Fue después del conflicto bélico cuando, convencido por Robert Capa, se unió a la fundación en 1947 de la agencia Magnum, una cooperativa para que los fotógrafos pudieran producir sus propios trabajos y defender sus derechos como autores. La convertirían en referencia mundial del reportaje fotográfico. Ambos, junto a George Rodger, David Chim Seymour y William Vandivert pusieron 400 dólares cada uno y se repartieron el mundo. Cartier-Bresson decidió que quería fotografiar Asia, lo que le posibilitó retratar en enero de 1948 a Mahatma Gandhi horas antes de su asesinato, así como la ceremonia de incineración. También de ese año es su reportaje sobre la guerra civil en China, de la que surgiría la República Popular, con sus instantáneas del caos de la desintegración del anterior régimen.

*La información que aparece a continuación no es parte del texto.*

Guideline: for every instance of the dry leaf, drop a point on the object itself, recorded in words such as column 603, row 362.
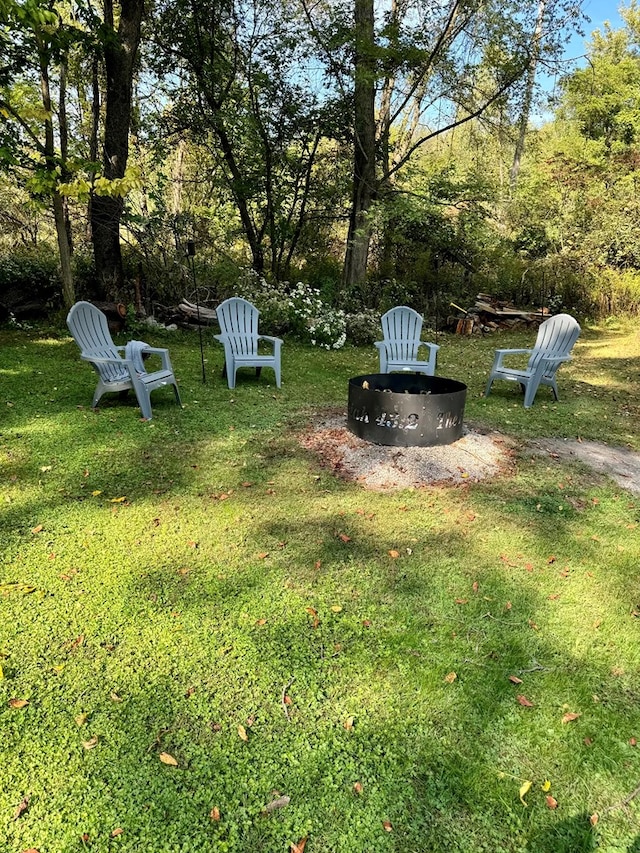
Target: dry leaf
column 24, row 805
column 280, row 803
column 569, row 718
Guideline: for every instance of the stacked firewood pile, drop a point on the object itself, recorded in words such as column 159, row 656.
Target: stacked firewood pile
column 490, row 314
column 186, row 315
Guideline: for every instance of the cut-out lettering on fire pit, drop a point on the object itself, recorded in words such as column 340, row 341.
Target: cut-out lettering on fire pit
column 406, row 410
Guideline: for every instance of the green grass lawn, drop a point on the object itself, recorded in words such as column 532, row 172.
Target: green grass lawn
column 181, row 591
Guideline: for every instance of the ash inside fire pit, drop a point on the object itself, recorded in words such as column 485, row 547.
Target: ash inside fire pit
column 406, row 410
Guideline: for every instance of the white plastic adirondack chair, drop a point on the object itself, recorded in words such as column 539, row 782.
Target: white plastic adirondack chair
column 556, row 337
column 238, row 321
column 90, row 330
column 401, row 328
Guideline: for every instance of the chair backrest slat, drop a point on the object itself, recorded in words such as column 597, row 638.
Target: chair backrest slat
column 238, row 319
column 90, row 330
column 556, row 337
column 401, row 328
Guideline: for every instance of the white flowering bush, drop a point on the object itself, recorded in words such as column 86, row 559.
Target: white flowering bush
column 298, row 310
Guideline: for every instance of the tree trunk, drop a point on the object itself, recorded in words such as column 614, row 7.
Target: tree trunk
column 120, row 52
column 528, row 97
column 364, row 160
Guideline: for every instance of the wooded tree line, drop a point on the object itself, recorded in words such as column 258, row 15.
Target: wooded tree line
column 371, row 145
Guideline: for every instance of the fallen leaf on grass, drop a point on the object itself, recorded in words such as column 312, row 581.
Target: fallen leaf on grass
column 569, row 718
column 24, row 805
column 280, row 803
column 524, row 789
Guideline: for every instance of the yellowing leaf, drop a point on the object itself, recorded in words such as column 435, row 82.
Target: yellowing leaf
column 524, row 789
column 569, row 718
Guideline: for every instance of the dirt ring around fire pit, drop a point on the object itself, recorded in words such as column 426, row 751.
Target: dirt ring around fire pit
column 478, row 455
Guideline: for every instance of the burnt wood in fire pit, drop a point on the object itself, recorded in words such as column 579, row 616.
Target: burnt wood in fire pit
column 406, row 410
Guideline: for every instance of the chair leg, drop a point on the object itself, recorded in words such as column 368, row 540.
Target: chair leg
column 144, row 401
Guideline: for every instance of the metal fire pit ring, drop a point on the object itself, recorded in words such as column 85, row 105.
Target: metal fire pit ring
column 406, row 410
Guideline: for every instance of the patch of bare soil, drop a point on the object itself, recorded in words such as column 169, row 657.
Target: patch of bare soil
column 476, row 456
column 619, row 463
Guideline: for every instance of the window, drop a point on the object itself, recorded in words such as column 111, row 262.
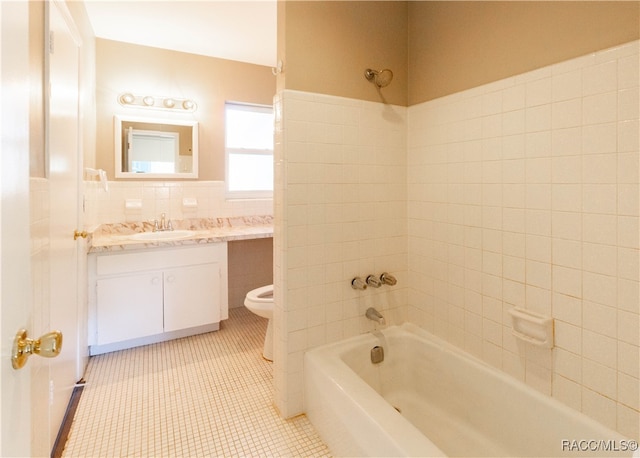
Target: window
column 249, row 150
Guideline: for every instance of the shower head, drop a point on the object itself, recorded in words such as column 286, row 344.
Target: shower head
column 380, row 78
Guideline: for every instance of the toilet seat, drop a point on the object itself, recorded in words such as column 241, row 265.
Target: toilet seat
column 260, row 302
column 260, row 295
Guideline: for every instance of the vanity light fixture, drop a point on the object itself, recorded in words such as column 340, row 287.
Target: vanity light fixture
column 159, row 103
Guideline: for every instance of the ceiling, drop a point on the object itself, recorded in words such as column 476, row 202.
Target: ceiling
column 241, row 30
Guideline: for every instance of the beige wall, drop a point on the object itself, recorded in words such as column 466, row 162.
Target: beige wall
column 459, row 45
column 326, row 47
column 209, row 81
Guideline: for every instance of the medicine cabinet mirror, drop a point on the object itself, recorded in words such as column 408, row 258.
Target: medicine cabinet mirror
column 155, row 148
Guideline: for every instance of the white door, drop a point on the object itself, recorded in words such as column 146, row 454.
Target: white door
column 15, row 283
column 191, row 296
column 63, row 152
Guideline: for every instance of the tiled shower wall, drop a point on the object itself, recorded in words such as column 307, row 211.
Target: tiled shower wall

Después llegaron sus reportajes sobre la Unión Soviética, criticado este por mostrar una mirada complaciente con el monstruo del comunismo; el de Berlín Este, un año después de la construcción del Muro, o la Cuba de Fidel Castro.
Cartier-Bresson hacía gala en muchas ocasiones de su sentido del humor fotográfico, como en la imagen de una joven cubana sentada en la calle con un rifle en su regazo delante de un escaparate que anunciaba el Día de los enamorados.
Con los años adoptó un sano escepticismo sobre su cometido: “No tengo ni un mensaje, ni una misión, […] tengo un punto de vista”. No obstante, el ser humano fue siempre el centro de su fotografía.
Colaborador de las revistas más importantes, se desplazó de un extremo a otro del mundo en un frenesí profesional: la segregación racial en Estados Unidos, con retratos de los líderes de la comunidad negra, como Malcolm X en un restaurante de Harlem en 1961, o Martin Luther King; la Italia neorrealista y las barricadas del Mayo del 68.
Cierra este viaje por su siglo XX las fotos de la primera manifestación feminista de Nueva York, en 1971. Una vez más desvió la mirada para retratar a tres tipos encorbatados con gafas de pasta y cara de no entender nada de lo que veían.
Poco después se distanció de Magnum, entre otras razones, porque las revistas habían impuesto el uso del color, que él hacía por pura obligación. Así que se retiró para volver a sus pasiones iniciales, las del dibujo y la pintura.
El final de esta magnífica exposición es una galería de sus retratos de la intelectualidad: como el célebre que hizo de Sartre, fumando este en pipa en el Pont des Arts de París; el de Giacometti protegiéndose de la lluvia con una gabardina, como si fuera una de sus figuras; Coco Chanel fumando desafiante, Arthur Miller… Es el inmenso legado de quien describía la fotografía como “un beso muy cálido”.